In 1961, CFCN applied for a broadcast license to become the 2nd television station serving the Southern Alberta area. As part of their promise of performance they created the Calgary Safety Roundup television show. The format was a weekly ½ hour variety program featuring the 5 young singers on a western themed set with hay bales and wagon wheels. Each week young Michael Walterson would make a radio call on the police Harley Davidson down to police headquarters for a safety tip. Hugh Dunn produced the program with program manager Ted Chapman assisted by Grace Depoe. The backup band was Ernie McCullough and the Golden Rockets featuring Slim Johnson and Vergil Canaday with 'Uncle' Andy Anderson on the piano. Over time, the program's broadcast to spread from Saskatchewan to Vancouver. The singers also performed live shows regularly at venues all over Southern Alberta.

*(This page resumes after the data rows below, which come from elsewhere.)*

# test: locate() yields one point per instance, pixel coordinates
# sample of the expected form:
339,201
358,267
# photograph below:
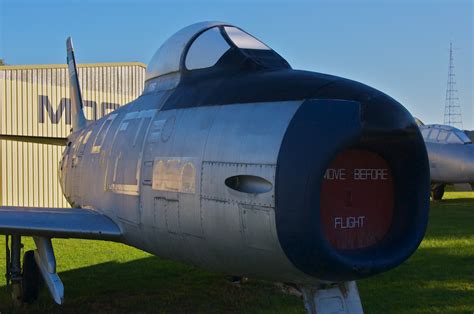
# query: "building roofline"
64,66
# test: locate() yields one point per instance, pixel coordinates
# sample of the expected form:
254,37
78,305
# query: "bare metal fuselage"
203,221
451,163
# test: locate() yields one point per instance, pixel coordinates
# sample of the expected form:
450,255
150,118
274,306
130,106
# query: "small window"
425,133
243,40
206,50
442,135
100,138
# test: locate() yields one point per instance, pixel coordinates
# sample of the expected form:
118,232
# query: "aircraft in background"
232,161
451,155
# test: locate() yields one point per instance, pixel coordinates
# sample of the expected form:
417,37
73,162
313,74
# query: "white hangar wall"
34,101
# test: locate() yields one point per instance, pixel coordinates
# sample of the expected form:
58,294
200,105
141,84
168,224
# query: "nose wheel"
25,282
337,298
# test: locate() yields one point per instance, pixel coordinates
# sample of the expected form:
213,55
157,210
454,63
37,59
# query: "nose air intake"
352,188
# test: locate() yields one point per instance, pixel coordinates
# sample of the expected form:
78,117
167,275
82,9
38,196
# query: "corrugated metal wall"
34,101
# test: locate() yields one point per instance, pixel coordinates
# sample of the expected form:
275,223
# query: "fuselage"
226,172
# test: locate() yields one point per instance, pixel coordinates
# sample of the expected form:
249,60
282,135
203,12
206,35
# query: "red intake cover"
356,200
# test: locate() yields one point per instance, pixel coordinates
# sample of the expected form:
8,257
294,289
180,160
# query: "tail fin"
78,119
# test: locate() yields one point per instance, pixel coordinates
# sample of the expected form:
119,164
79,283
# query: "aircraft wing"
58,223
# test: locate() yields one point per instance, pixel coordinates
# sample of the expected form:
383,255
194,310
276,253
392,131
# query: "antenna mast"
452,109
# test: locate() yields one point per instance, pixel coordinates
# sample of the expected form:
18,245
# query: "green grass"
103,277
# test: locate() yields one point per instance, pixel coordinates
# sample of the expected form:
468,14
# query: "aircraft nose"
352,188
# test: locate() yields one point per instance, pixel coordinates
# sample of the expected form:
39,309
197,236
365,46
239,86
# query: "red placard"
357,200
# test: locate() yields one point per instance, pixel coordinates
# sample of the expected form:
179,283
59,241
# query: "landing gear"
337,298
14,275
38,266
437,191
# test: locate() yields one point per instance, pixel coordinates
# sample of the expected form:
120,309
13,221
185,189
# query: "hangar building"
34,101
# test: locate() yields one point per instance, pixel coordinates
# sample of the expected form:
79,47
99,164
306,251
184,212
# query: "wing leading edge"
58,223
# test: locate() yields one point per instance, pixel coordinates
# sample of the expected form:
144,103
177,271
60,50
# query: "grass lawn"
103,277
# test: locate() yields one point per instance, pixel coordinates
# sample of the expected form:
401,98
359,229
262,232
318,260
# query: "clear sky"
399,47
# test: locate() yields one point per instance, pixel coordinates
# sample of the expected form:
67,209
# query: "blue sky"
399,47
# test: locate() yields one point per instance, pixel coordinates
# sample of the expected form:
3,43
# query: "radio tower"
452,109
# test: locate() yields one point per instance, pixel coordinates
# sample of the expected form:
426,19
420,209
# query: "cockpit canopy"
205,46
443,134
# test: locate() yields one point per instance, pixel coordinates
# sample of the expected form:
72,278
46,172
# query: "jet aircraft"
451,156
235,162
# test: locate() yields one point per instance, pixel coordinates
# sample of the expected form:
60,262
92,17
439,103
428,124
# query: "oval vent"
249,184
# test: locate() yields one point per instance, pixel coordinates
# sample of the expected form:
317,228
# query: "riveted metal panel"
34,101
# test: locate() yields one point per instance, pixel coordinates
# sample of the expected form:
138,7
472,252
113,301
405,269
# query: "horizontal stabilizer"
58,223
59,141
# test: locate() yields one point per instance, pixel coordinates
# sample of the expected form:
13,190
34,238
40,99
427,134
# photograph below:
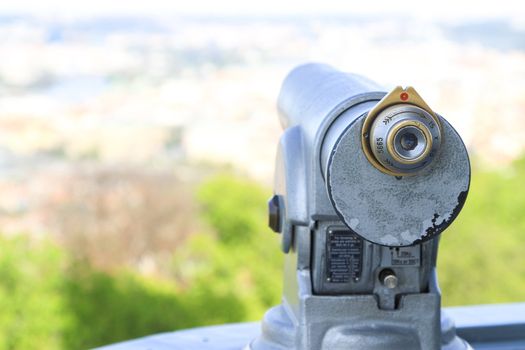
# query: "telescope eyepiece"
404,139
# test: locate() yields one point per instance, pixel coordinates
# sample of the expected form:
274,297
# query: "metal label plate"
344,255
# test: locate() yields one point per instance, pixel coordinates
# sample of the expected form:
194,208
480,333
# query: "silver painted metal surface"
394,211
344,224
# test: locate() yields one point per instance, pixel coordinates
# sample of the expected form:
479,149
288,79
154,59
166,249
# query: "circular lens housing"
404,139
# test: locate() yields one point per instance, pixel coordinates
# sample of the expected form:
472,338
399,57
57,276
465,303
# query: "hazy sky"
440,9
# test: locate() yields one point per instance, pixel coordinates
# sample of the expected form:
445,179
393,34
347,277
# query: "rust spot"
437,229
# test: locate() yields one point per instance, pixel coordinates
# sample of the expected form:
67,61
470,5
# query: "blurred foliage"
230,270
481,257
51,299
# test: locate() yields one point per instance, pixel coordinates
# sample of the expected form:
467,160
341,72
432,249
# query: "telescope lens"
408,141
404,139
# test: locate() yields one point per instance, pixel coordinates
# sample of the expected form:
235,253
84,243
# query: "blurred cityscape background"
137,146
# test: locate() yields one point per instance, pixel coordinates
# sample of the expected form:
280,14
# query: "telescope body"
365,182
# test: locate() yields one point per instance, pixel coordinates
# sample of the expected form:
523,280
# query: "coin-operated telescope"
365,182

In 1963, Bill Chisholm left the show while the cast of entertainers expanded to include young singers Bonnie McHarg, Dixie Lee Stone, Debbie Lain, and many other guest appearances. In 1964 the singers were featured at the Calgary Stampede Main Grandstand program sharing the bill with popular teen entertainer Bobby Curtola. In 1964, the singers were featured in a children's coloring book and Sgt. Don Hanson, the show's creator was voted Calgary's 'Man Of The Year'. The 1963 album sold out 2 pressings.

From 1965, on the Calgary Safety Roundup regularly out-rated Hockey Night in Canada and popular US shows like The Beverly Hillbillies. The entertainers continued to tour and perform at special events, including sharing the stage with Ed Sullivan guests Wayne and Shuster. The group travelled to Ottawa for a command performance for Governor General GP Vanier and his wife, as well as being the featured on the CBC's national Dominion Day special.

In 1966 Dixie left to join the Original Caste.

In 1967 Cameron, Debbie and the Wilkinson Brothers appeared on Oscar Brand's national Brand New Scene TV program

In 1968 Bonnie died after a long illness. Her funeral was attended by thousands of Calgary school children.

By 1968 most of the initial cast members had moved on however the show carried on well into the 70s.